Por Gabriela Camaly (EOL)

Mãe, só há uma?
É interessante formular sob a forma de pergunta a frase que, no sentido comum e desde sempre, escutamos como uma verdade indiscutível e universal: «Mãe, só há uma!» Contudo, as coisas mudaram. A ciência se ocupou em multiplicar a mãe. Hoje, uma criança pode ser filha daquela que a levou em seu ventre, mas o óvulo pode ser de outra mulher, ou então pode ser o filho de duas mulheres dispostas à maternidade na relação com outra mulher, ou também de dois homens um deles cumprindo a função materna, pode, inclusive, ser filho de um só que se torna, por vezes, a mãe ou o pai. Enfim, tudo isso faz parte do que nomeamos como novos modos da parentalidade.

A maternidade desnaturalizada
Durante milênios, a sociedade sonhou o laço maternal como um laço natural. A afirmação mater semper certa est dá conta de tal sonho. O avanço científico se encarregou de pô-la em questão devidamente e a psicanálise demonstrou que a maternidade é uma função simbólica, produto da relação dos seres falantes com a linguagem. Assim, não é necessário ter parido uma criança, inclusive, tampouco é necessário pertencer ao gênero feminino para desempenhar a função materna para o outro. A cultura se encarregou de desnaturalizar a maternidade e isso é possível porque a maternidade é um fato de linguagem.

O gozo do sacrifício materno
Uma distante lembrança retorna à minha memória. Em certa ocasião, minha mãe exclamou: “Mãe, só há uma!”. Sua frase exigia devoção à posição materna. Desolada e sem pensamento, explodiu minha resposta: “Ufa! Menos mal! O que seria de nós se houvesse várias …”. Sua ofensa durou vários dias e tive o clarão de haver situado algo avassalador do qual eu precisava me separar: o idílio com o gozo sacrificial do Outro materno, este que preserva a vida, mas também devora.

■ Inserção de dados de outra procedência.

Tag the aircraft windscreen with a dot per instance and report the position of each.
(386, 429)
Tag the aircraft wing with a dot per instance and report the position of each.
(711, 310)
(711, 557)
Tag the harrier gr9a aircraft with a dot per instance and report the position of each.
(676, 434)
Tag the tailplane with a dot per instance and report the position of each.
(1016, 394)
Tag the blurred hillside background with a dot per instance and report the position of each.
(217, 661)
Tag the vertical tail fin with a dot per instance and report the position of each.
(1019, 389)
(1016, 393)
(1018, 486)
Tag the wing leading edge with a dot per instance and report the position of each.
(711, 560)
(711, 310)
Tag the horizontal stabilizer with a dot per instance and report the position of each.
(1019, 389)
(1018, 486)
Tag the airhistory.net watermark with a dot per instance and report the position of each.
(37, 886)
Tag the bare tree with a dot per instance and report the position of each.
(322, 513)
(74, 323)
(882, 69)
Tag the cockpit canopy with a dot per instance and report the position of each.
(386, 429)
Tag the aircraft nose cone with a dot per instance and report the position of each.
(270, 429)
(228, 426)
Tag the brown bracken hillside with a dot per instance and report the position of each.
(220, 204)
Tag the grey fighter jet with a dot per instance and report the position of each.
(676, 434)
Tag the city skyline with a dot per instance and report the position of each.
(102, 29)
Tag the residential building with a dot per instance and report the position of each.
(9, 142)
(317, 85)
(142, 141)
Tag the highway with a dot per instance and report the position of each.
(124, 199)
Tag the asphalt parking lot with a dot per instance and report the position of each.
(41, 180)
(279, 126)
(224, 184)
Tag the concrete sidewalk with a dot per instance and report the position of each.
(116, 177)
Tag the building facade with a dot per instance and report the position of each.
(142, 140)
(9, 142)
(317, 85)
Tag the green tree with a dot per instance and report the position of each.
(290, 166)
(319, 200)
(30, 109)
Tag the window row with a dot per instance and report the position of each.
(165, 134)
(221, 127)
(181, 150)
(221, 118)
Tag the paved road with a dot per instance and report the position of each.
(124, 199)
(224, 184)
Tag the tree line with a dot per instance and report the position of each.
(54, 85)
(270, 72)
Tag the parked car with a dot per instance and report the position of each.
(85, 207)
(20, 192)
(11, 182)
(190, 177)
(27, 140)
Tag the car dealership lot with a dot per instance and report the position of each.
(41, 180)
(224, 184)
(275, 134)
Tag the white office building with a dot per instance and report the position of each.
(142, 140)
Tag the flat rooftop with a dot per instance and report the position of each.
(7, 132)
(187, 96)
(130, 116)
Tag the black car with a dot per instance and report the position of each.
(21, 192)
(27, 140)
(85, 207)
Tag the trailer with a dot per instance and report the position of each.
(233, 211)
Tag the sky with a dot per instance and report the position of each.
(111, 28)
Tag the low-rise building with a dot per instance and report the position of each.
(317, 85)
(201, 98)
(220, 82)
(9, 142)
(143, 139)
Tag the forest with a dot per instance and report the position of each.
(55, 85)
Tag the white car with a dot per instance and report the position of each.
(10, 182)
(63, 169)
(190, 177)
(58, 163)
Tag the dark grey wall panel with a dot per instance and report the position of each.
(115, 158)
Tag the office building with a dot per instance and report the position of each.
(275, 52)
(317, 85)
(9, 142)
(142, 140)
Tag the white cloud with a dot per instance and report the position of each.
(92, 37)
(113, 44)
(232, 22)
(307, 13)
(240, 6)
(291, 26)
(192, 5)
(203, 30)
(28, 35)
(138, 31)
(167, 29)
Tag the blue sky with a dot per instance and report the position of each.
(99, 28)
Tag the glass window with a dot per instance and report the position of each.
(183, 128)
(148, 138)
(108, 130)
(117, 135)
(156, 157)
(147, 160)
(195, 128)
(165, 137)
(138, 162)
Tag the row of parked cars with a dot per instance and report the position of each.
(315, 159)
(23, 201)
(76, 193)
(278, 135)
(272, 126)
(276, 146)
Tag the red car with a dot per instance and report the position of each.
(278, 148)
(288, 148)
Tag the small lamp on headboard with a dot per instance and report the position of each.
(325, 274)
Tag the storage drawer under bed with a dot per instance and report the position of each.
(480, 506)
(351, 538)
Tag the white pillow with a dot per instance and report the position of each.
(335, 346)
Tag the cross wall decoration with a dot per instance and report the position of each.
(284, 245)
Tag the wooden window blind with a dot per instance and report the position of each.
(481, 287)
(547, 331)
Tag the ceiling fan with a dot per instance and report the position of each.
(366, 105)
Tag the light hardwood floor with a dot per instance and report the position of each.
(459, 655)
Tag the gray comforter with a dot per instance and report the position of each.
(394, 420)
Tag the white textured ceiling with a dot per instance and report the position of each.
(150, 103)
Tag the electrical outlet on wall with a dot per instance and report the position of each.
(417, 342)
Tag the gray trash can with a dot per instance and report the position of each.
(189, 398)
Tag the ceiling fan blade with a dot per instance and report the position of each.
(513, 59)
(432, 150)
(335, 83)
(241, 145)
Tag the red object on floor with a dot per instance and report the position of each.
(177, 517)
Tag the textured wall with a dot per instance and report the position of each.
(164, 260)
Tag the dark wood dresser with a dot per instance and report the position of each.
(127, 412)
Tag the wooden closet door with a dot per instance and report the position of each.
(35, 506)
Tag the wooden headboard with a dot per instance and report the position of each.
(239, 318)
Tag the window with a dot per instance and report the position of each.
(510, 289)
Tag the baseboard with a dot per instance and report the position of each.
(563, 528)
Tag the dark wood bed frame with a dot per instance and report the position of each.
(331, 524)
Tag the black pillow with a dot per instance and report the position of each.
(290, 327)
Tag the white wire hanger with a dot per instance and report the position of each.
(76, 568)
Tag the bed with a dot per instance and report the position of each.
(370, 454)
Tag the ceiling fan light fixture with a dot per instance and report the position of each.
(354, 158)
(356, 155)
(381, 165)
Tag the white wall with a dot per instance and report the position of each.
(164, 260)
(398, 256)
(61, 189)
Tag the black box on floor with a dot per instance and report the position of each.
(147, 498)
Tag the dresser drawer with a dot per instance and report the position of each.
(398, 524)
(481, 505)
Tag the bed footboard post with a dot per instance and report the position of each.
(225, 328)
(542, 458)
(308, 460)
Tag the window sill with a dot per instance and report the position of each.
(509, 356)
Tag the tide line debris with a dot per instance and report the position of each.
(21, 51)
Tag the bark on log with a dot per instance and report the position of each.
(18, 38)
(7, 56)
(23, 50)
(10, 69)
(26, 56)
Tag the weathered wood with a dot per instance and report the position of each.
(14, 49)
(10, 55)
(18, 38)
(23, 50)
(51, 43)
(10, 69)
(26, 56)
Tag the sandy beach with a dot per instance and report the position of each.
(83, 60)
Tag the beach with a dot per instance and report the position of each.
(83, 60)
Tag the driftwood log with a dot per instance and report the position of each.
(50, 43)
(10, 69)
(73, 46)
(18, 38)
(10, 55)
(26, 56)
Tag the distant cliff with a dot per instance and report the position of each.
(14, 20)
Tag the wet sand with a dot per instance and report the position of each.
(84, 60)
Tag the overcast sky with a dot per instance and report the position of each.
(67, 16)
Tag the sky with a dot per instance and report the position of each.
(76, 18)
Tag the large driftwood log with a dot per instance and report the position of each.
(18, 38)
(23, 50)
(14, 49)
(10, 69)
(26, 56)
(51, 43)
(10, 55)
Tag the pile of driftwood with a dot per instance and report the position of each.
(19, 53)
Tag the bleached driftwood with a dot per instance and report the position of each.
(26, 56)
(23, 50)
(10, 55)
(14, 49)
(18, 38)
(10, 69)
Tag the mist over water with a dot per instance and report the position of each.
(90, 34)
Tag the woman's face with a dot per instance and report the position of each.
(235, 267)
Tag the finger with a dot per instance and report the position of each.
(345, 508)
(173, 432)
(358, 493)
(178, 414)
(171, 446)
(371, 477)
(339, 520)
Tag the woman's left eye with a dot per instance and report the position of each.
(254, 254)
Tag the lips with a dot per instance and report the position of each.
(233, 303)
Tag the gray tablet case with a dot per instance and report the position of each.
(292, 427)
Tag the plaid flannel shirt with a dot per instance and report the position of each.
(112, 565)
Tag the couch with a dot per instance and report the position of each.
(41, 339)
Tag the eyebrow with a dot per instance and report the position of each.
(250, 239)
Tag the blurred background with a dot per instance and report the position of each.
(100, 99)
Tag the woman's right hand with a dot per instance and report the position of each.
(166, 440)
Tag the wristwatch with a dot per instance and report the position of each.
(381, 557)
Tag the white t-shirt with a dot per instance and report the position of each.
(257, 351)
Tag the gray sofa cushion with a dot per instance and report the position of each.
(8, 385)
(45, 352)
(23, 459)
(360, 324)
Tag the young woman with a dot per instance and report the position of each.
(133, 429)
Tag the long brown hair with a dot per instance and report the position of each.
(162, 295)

Desde os tempos imemoriais, o ideal comum alardeia o amor materno. Só esta, a que carregou seu filho em suas entranhas, é capaz de dar o que não tem para salvaguardar o objeto precioso em seu desejo e em seu gozo. Ela é capaz de um amor ilimitado, sem considerações nem reservas; ninguém, como a mãe, se disporá aos sacrifícios ais quais ela se entrega. Fantasia compartilhada da existência de um Outro, garantia do ser, que eleva ao ideal a crença no Outro do amor. Como contrapartida, e no avesso do amor materno, aquele que está em posição de filho suporta sobre si os excessos da maternidade, inclusive – e não é um exagero dizê-lo – o sem limite que a posição materna pode alcançar, mais além de seu amor, em seu gozo. É o ponto exato no qual o ilimitado do gozo feminino se conjuga com o gozo voraz da maternidade.

De mulheres e de mães
Por essa razão, Miller pode afirmar que a maternidade é uma patologia essencialmente feminina. Ela, por não poder transformar-se em mulher, se transforma em mãe[1]. A solução feminina para o «não ter» se resolve via maternidade, dando consistência ao falo sob a forma de filho. Assim, ela passa para o lado do ter. Nesse sentido, embora a maternidade seja, por um lado, uma solução diante do impasse da feminilidade, por outro, constitui uma das formas de rechaço ao feminino. Quanto mais identificada com a mãe, mais disposta a não renunciar a nada depois da maternidade, quanto mais entusiasmada em fazer o filho sentir que “mãe, só há uma”, mais doente de maternidade ela se encontra, e, por vezes, mais distante de inventar uma solução em relação à sua própria posição feminina, ou seja, em relação ao seu desejo e a seu gozo como mulher.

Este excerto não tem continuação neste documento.